Ook de bewijslastverdeling ontbeert in het wetsvoorstel duidelijke toepasbare criteria. Dit terwijl het ministerie hoog opgeeft van de ‘verschuiving van de bewijslast’ uit de richtlijn. Klokkenluiderskwesties ontaarden nu gemakkelijk in arbeidsrechtelijke procedures die uiteindelijk leiden tot het vertrek van de klokkenluider.

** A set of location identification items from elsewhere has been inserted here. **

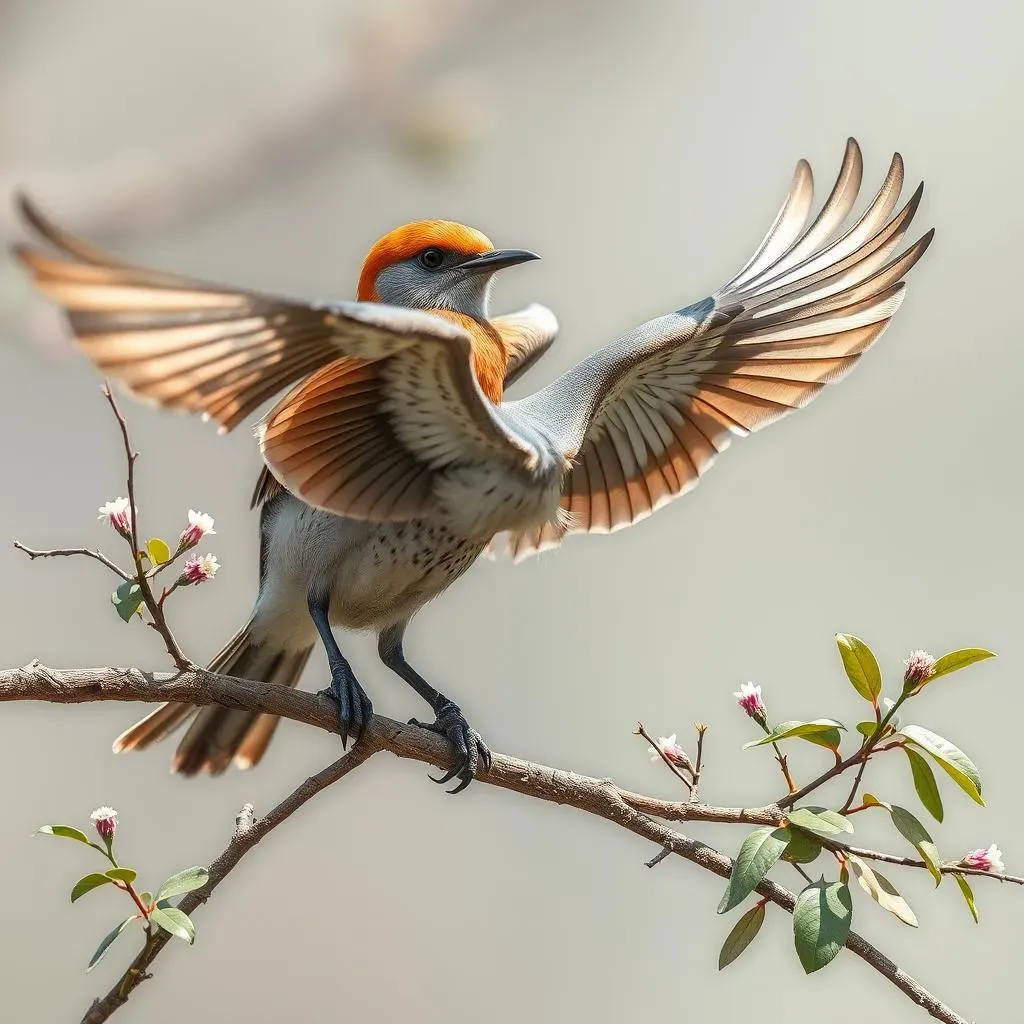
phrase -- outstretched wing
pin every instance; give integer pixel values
(389, 398)
(647, 416)
(527, 334)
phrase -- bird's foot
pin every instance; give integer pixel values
(470, 751)
(354, 709)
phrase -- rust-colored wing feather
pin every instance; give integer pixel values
(649, 415)
(388, 396)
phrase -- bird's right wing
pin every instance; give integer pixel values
(645, 418)
(389, 398)
(527, 334)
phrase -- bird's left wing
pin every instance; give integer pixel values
(389, 398)
(644, 418)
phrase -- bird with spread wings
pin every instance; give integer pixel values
(394, 459)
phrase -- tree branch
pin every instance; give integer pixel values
(248, 832)
(34, 553)
(599, 797)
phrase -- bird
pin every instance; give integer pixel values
(394, 459)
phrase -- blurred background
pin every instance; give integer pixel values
(642, 150)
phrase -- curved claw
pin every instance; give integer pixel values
(445, 778)
(354, 708)
(470, 751)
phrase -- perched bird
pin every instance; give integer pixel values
(394, 461)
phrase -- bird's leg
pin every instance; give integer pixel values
(470, 750)
(354, 709)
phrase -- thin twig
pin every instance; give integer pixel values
(34, 553)
(859, 756)
(866, 750)
(248, 833)
(952, 868)
(156, 609)
(784, 765)
(641, 731)
(701, 729)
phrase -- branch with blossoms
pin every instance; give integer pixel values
(791, 834)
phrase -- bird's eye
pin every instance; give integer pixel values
(431, 258)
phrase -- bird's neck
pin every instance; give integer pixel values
(489, 354)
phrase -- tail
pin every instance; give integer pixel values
(219, 735)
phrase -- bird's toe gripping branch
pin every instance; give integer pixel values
(354, 708)
(470, 750)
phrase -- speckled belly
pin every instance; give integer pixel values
(377, 573)
(395, 570)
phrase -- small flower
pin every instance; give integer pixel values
(199, 568)
(199, 525)
(920, 668)
(668, 747)
(749, 697)
(105, 820)
(985, 860)
(116, 513)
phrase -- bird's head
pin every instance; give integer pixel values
(435, 264)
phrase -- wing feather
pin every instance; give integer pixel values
(387, 398)
(650, 414)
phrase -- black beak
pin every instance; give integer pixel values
(497, 259)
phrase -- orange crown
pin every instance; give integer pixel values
(408, 241)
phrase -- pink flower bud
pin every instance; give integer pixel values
(105, 820)
(985, 860)
(920, 668)
(199, 568)
(199, 525)
(749, 697)
(117, 514)
(673, 752)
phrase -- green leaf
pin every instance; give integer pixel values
(861, 668)
(882, 891)
(158, 550)
(87, 883)
(924, 782)
(957, 659)
(801, 730)
(174, 921)
(819, 820)
(950, 759)
(916, 835)
(127, 599)
(968, 895)
(760, 850)
(66, 832)
(802, 848)
(125, 875)
(108, 942)
(821, 923)
(183, 882)
(741, 935)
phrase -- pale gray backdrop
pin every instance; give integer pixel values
(642, 148)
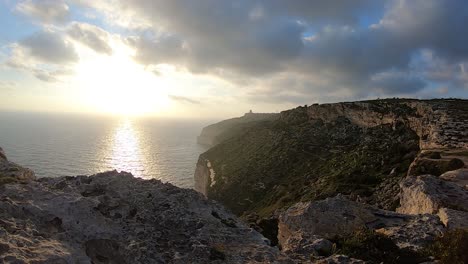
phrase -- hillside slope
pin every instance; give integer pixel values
(362, 149)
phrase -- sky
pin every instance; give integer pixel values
(221, 58)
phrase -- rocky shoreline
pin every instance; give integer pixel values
(366, 182)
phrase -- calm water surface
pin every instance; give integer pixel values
(68, 145)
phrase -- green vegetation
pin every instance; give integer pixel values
(451, 248)
(276, 164)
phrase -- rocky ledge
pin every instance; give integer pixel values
(114, 217)
(381, 181)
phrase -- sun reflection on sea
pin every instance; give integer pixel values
(125, 153)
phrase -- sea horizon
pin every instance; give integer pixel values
(71, 144)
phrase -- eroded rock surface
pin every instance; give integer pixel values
(426, 194)
(453, 219)
(459, 177)
(338, 216)
(115, 218)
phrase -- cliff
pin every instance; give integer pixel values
(398, 164)
(113, 217)
(221, 131)
(317, 151)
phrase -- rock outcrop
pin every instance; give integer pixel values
(438, 123)
(116, 218)
(338, 216)
(459, 177)
(2, 154)
(426, 194)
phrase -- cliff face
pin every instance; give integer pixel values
(438, 123)
(361, 148)
(115, 218)
(216, 133)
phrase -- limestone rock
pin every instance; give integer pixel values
(115, 218)
(426, 194)
(453, 219)
(415, 232)
(339, 216)
(2, 154)
(434, 166)
(459, 177)
(339, 259)
(303, 247)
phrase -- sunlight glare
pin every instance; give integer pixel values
(117, 85)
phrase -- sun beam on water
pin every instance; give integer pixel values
(125, 154)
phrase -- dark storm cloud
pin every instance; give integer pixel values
(46, 55)
(91, 36)
(329, 48)
(49, 47)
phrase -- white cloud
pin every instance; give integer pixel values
(46, 11)
(92, 36)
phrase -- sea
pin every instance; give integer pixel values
(54, 145)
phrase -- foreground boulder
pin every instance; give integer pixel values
(459, 177)
(426, 194)
(2, 154)
(338, 217)
(115, 218)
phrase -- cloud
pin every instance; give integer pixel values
(46, 11)
(158, 49)
(49, 47)
(184, 99)
(7, 86)
(289, 51)
(91, 36)
(46, 55)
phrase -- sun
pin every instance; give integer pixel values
(116, 84)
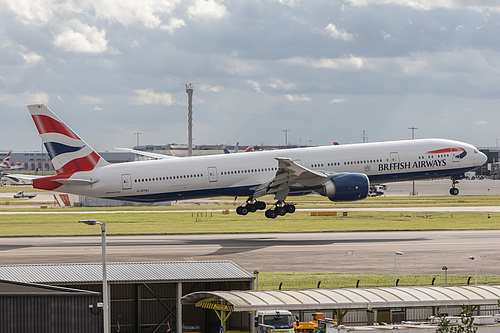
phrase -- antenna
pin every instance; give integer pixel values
(189, 91)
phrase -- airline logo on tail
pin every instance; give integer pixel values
(458, 152)
(5, 164)
(6, 161)
(67, 151)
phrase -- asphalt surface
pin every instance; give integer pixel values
(362, 252)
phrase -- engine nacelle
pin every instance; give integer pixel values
(346, 187)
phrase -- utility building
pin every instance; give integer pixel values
(144, 297)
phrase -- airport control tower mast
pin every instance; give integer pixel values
(189, 90)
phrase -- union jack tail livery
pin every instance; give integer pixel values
(67, 151)
(6, 165)
(6, 161)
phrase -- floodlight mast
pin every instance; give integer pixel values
(189, 91)
(105, 296)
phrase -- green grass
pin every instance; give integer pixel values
(130, 223)
(272, 281)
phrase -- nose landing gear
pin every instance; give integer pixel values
(453, 189)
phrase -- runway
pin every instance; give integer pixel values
(356, 252)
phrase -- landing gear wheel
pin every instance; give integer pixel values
(241, 210)
(261, 205)
(281, 210)
(290, 208)
(252, 208)
(271, 214)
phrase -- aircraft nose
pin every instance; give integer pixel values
(483, 158)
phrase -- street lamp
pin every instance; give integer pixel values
(445, 269)
(256, 273)
(396, 254)
(105, 300)
(475, 268)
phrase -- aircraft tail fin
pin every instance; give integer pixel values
(67, 151)
(6, 161)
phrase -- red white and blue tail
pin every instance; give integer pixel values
(6, 161)
(67, 151)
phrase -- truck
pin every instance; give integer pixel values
(278, 321)
(21, 194)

De vorige minister van Binnenlandse Zaken gaf te kennen, op zich welwillend te staan ten opzichte van de oprichting van een fonds voor klokkenluiders. Echter, hier werden geen concrete stappen voor gezet. Bovendien werd er slechts gekeken naar juridische ondersteuning, terwijl het verminderen van de ongelijke dynamiek niet louter door juristen kan worden opgelost.
Oproep aan Vereniging van Nederlandse Gemeenten en Interprovinciaal Overleg
Hoewel het ministerie in gebreke blijft, hebben lagere overheden ook een zelfstandige verplichting om de Europese richtlijn na te komen. Uitbreiding van de maatschappelijke solidariteit met en erkenning van het belang van klokkenluiders is op zijn plaats, niet slechts met woorden maar ook met daden. Van Eijbergen roept in zijn artikel de Vereniging van Nederlandse Gemeenten en het Interprovinciaal Overleg op om de bescherming en erkenning beter uit te voeren dan de rijksoverheid. Dit kan doormiddel van het stichten van een fonds voor klokkenluiders bij gemeenten en provincies. Deze organisatie moet adequate hulp bij klokkenluiden bieden met niet slechts juridische, maar ook gedrags- en organisatiedeskundigheid. Een dergelijk fonds is een essentiële aanvulling op wat het Huis voor Klokkenluiders ontbeert. De overheid is aan zet, met gemeenten en provincies op kop.